Eu sempre estranhei ter receio de meninos. Nunca tinha nem beijado um na bochecha até os meus 14 anos. Era um tormento que me deixava nervosa. Eu não sentia confiança naquele “tipo de gente”. Pro meu primeiro beijo acontecer, tive toda uma preparação psicológica. rs.O tempo passou e foi quando claramente aconteceu. Eu sabia que tava apaixonada, não tinha mais como fingir que não era. Por mais que eu fale que foi muito fácil “me aceitar”, não foi. Foram ANOS. Foi nisso de querer ser o que eu não era que eu me forcei a acreditar que aquilo não era eu, que era uma fase e novamente, fingir que era coisa da minha cabeça. Isso me fazia deprimida, sem vontade pra nada. Faltar aula, não levantar da cama por dias, ficar sem comer e ir escondida pra psicologa da escola todos os dias eram coisas comuns pra mim. Eu estava sempre me reprimindo, me pondo pra seguir uma estrada sem fim, indo prum lugar que não era o meu. Sem me deixar viver sendo eu de verdade. Ouvindo um sempre: “Tá querendo aparecer.”, “É modinha”, mas ninguém sabia o que se passava dentro de mim de verdade. Talvez até hoje ninguém saiba, ou só poucas pessoas.
Continuei nessa, levando uma vida de “pessoa normal”, com namorado e tudo mais. Mas eu não entendia porque era como se sempre faltasse alguma coisa, mesmo com sentimento. E foi assim, que eu sempre procurei minha felicidade de formas absurdas. Magoei gente demais sem saber o que tava fazendo.
Até que aconteceu de novo, me apaixonei. Eu tava amando loucamente. Perdidamente. Incontrolavelmente. Incondicionalmente. O que viria a ser o mais complicado espaço de tempo da minha vida. Foi quando eu percebi, eu tinha que deixar de ter medo. Tinha que finalmente aceitar que eu sempre soube o que queria da minha vida, só nunca deixei acontecer. Eu tinha que ser forte e deixar de ser a hipócrita que sempre lutou contra a merda da homofobia e nunca teve coragem de lutar contra o preconceito contra si própria.
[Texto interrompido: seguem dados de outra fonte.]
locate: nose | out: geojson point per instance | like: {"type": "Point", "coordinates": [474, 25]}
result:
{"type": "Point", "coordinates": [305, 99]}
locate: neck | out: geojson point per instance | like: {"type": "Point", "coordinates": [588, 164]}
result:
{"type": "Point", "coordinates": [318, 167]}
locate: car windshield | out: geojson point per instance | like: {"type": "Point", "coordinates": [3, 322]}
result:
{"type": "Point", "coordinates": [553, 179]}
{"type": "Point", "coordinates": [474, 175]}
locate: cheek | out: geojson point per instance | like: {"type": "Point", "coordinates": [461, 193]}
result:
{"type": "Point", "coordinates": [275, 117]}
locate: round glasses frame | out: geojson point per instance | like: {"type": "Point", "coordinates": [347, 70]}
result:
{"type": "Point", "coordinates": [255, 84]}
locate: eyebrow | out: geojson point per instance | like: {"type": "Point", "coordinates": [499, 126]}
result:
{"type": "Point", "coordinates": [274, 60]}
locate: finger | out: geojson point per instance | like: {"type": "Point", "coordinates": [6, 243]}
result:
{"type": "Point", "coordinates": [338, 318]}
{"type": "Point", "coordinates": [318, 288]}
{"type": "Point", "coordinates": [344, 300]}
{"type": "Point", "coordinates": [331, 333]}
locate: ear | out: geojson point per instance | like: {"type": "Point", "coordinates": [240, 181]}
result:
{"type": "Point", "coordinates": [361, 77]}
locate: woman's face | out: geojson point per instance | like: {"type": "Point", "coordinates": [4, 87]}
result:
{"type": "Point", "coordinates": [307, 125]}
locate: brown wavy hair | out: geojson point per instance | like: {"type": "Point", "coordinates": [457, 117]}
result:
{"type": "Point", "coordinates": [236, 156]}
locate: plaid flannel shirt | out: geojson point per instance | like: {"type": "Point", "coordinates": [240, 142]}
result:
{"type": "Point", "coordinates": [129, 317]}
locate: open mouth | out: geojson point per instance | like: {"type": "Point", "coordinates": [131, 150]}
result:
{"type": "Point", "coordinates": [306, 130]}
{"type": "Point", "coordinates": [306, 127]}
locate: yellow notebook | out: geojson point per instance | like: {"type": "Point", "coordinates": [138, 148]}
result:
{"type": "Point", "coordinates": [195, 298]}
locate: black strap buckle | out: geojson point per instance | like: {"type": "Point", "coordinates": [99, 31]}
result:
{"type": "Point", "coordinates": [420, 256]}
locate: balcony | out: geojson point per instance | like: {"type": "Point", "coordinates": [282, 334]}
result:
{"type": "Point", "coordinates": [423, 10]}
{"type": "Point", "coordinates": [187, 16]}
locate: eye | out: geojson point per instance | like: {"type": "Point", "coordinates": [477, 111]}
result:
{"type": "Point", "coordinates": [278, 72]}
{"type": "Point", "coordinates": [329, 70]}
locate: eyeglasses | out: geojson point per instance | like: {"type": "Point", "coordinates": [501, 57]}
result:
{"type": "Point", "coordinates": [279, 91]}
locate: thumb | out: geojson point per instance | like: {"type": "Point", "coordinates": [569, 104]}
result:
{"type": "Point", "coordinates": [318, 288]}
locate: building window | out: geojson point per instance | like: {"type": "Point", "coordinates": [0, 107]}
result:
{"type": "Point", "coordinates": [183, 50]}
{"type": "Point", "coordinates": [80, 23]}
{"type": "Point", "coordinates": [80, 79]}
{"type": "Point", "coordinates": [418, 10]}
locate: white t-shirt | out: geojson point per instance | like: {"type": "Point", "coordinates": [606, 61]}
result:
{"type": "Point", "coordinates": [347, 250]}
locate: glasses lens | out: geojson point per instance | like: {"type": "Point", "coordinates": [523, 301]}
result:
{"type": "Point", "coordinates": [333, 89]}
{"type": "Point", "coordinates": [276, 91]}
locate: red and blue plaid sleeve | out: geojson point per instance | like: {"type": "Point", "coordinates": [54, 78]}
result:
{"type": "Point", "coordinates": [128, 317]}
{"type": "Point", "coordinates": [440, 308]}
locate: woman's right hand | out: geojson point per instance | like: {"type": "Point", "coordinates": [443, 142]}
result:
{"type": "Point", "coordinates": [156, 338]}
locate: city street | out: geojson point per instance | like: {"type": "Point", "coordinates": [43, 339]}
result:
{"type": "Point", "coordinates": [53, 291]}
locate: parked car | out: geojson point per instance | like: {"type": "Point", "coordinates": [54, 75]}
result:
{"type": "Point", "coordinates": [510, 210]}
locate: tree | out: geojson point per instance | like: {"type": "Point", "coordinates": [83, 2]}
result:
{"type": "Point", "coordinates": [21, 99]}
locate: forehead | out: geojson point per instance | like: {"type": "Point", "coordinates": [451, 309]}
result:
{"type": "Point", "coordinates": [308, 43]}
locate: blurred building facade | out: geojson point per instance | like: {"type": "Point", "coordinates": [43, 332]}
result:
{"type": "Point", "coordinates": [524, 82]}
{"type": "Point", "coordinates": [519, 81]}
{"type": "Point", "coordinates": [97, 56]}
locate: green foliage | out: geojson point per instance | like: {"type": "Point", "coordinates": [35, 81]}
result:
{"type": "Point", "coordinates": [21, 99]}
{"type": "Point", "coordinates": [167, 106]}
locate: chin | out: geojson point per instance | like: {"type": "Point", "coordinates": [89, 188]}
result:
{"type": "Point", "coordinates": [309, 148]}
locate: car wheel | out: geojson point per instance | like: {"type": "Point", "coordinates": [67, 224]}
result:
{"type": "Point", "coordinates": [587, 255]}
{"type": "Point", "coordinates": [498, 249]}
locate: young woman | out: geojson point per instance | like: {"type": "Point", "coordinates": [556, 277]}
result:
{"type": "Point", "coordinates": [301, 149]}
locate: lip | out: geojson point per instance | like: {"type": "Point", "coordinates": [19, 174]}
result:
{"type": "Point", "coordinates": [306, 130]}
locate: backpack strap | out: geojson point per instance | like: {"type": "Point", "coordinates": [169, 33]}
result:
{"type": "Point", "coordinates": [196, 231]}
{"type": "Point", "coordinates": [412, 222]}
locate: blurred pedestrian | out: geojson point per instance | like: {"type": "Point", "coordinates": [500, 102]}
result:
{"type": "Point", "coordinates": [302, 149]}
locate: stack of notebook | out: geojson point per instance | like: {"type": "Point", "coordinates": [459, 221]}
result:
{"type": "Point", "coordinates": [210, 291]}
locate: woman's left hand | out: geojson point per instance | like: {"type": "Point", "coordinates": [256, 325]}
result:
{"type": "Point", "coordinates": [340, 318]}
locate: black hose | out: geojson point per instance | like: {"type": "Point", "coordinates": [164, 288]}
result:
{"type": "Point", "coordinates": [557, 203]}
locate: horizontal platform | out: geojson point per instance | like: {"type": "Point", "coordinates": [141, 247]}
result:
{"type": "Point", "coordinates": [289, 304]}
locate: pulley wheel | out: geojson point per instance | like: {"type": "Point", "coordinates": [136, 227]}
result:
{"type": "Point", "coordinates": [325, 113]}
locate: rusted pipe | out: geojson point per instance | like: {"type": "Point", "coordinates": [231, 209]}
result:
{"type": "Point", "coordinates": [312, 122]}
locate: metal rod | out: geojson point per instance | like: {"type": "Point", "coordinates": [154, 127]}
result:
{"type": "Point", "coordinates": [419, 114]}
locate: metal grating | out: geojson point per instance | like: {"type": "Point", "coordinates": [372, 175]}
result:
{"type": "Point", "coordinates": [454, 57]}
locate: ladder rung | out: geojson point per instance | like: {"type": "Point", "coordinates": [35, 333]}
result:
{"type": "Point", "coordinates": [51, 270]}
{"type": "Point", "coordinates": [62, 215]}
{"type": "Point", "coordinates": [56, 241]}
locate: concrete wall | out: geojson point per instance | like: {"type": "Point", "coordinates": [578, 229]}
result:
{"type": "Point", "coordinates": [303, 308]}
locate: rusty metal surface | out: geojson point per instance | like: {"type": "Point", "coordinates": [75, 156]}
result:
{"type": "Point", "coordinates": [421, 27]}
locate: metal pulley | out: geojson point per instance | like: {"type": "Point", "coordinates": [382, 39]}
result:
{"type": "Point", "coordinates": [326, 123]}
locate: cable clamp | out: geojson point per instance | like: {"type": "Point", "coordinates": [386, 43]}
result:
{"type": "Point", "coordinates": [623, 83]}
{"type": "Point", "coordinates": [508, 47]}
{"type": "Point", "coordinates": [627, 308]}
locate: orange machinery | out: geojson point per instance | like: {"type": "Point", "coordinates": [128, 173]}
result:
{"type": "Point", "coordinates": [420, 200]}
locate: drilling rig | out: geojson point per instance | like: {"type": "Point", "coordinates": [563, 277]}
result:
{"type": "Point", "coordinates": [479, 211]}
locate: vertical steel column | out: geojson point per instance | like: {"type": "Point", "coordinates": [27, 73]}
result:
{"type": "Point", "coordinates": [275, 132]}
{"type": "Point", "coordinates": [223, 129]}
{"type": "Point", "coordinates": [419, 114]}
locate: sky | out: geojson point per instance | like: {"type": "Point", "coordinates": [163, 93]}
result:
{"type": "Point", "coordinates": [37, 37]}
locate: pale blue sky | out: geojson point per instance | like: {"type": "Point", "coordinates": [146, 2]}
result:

E agora, depois de 6 anos eu posso dizer: Eu sou assim, eu me aceito e me orgulho. Não por esse fato. Mas porque quem me conhece de verdade sabe, que o que há dentro de mim é maior do que qualquer coisa. Como minha mãe fala: “O que vale é seu caráter e eu sei que ele é maravilhoso.”.Ela também disse que me amará independente de qualquer coisa, assim como o meu pai também falou. Então, preciso me preocupar com mais o quê? Com minha felicidade, apenas. E é desse jeito que eu sou feliz. Essa sou eu, honestamente e sem máscaras. :)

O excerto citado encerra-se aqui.